A member of the city administration said that there was a danger that the statue would collapse if emergency repair work was not carried out.

"Experts have come to the conclusion that there is a threat of collapse, therefore the monument needs to be dismantled. The work will be carried out tonight. The damaged statue will be taken to professional restorers for a thorough examination and to carry out the restoration work. Initial estimates put the cost of the work at 6-8 million rubles ($17,300 - $23,500)," an administration press release said.

The bronze monument to Lenin was unveiled on November 7, 1926 at the site where the Russian communist leader made a prominent speech after returning from exile in 1917 just prior to the Russian Revolution. The statue was later moved closer to the Neva River.

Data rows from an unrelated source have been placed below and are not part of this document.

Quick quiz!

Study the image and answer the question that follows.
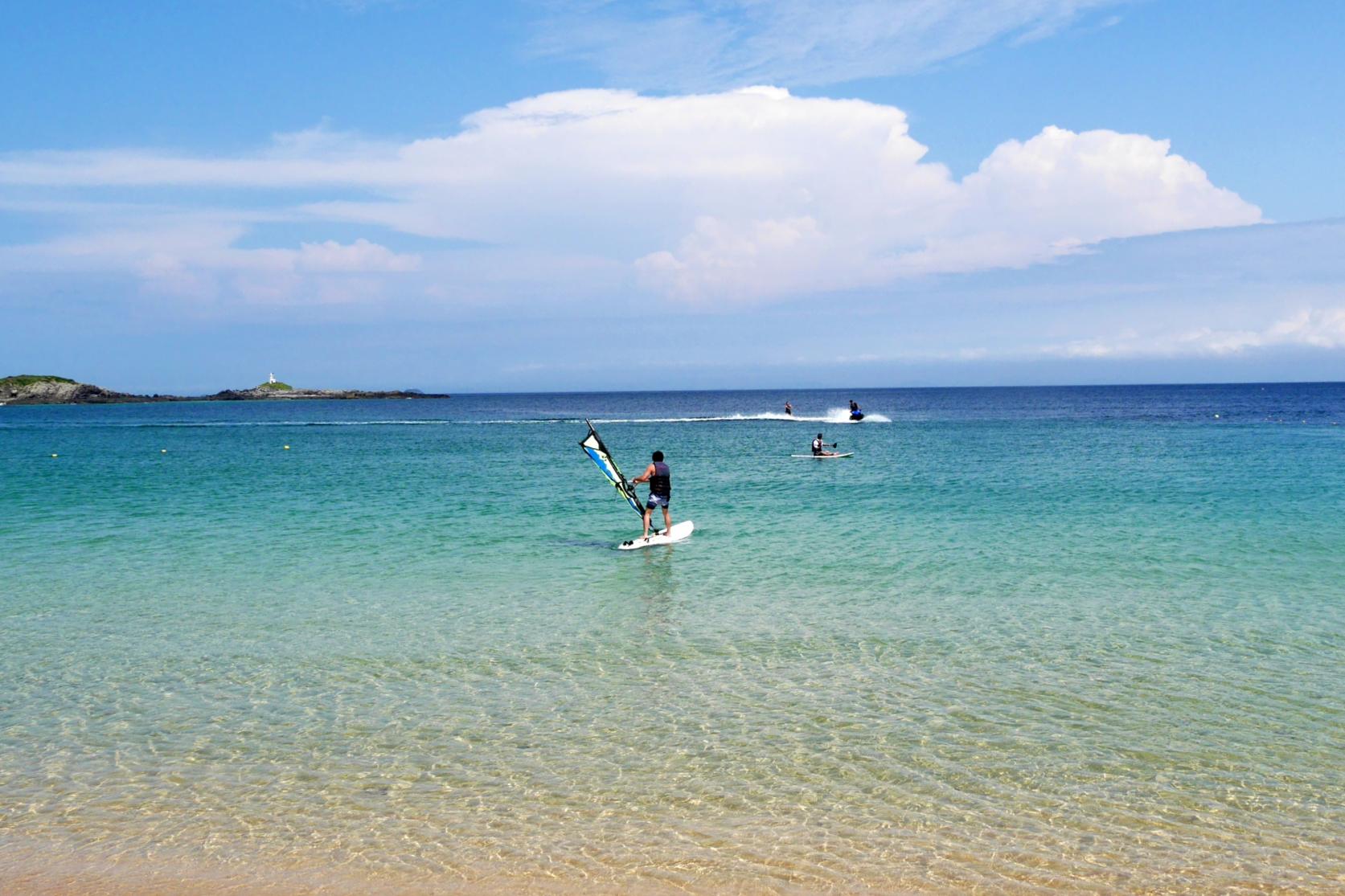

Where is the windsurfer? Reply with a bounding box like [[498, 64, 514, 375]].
[[631, 451, 673, 539]]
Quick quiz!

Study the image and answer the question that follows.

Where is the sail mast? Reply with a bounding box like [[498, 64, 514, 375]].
[[580, 419, 644, 517]]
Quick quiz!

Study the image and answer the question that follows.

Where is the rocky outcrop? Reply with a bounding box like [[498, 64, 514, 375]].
[[196, 386, 448, 401], [0, 377, 140, 405], [0, 375, 448, 405]]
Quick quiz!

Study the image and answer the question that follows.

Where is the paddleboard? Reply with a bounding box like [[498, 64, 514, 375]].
[[616, 519, 695, 550]]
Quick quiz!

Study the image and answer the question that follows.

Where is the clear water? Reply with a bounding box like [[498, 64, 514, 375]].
[[0, 385, 1345, 894]]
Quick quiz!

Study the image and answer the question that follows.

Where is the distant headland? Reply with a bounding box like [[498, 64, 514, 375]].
[[0, 374, 448, 405]]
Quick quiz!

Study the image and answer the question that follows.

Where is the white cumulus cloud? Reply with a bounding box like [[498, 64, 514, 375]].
[[0, 88, 1261, 303]]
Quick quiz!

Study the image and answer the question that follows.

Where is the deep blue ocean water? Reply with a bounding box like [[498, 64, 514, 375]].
[[0, 383, 1345, 894]]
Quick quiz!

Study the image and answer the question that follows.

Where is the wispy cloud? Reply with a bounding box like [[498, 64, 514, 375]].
[[534, 0, 1126, 90], [1041, 301, 1345, 358]]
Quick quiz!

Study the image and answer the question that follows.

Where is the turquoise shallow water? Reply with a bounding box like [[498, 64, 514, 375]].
[[0, 385, 1345, 894]]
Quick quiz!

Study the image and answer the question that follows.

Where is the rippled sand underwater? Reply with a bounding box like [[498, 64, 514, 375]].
[[0, 386, 1345, 894]]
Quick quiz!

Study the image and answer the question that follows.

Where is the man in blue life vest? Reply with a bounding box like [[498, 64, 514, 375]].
[[631, 451, 673, 538]]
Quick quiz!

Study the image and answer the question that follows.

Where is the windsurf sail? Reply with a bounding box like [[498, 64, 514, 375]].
[[580, 419, 644, 517]]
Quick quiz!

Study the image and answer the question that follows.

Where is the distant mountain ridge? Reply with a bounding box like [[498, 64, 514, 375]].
[[0, 374, 449, 405]]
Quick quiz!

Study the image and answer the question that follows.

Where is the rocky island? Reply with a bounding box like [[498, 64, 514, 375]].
[[0, 374, 448, 405]]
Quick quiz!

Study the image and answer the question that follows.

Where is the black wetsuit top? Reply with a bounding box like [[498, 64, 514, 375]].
[[650, 460, 673, 497]]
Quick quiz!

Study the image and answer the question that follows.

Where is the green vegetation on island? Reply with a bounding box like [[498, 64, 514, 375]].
[[0, 374, 448, 405], [0, 374, 76, 389]]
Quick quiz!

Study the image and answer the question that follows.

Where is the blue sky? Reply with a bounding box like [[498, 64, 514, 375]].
[[0, 0, 1345, 391]]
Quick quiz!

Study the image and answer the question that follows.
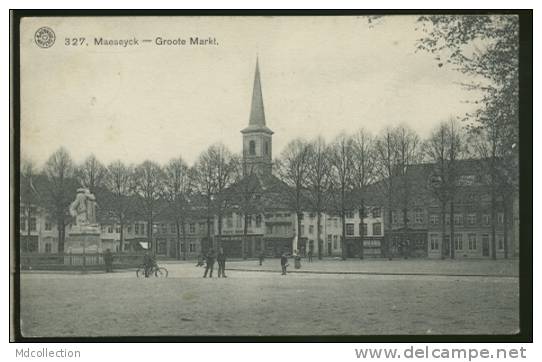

Although there were once numerous Lenin monuments in St. Petersburg, the 10-meter high bronze statue is one of the few to have survived the collapse of the U.S.S.R. Residents of Russia's second-largest city protected it from artillery fire during WWII.

The Communist Party of Russia was outraged by the explosion which it described as "a politically-charged act of vandalism."

"Indeed, Lenin standing on the armored car is not just a monument to Lenin. It is a symbol of the revolution, [built] at its starting point," a party leader, Ivan Melnikov, said. "An attack against the symbol is not just an explosion. It is clear that the organizers were seeking to demonstrate something by such a move."

"I'm sure the public will condemn what has happened tonight," he added.

Communist Party lawmaker Valery Rashkin said the explosion could be an attempt to distract public attention from pressing problems.

"I am not ruling out that this was a kind of provocation for our criticism of authorities, an attempt to distract attention from the present-day conditions," he said.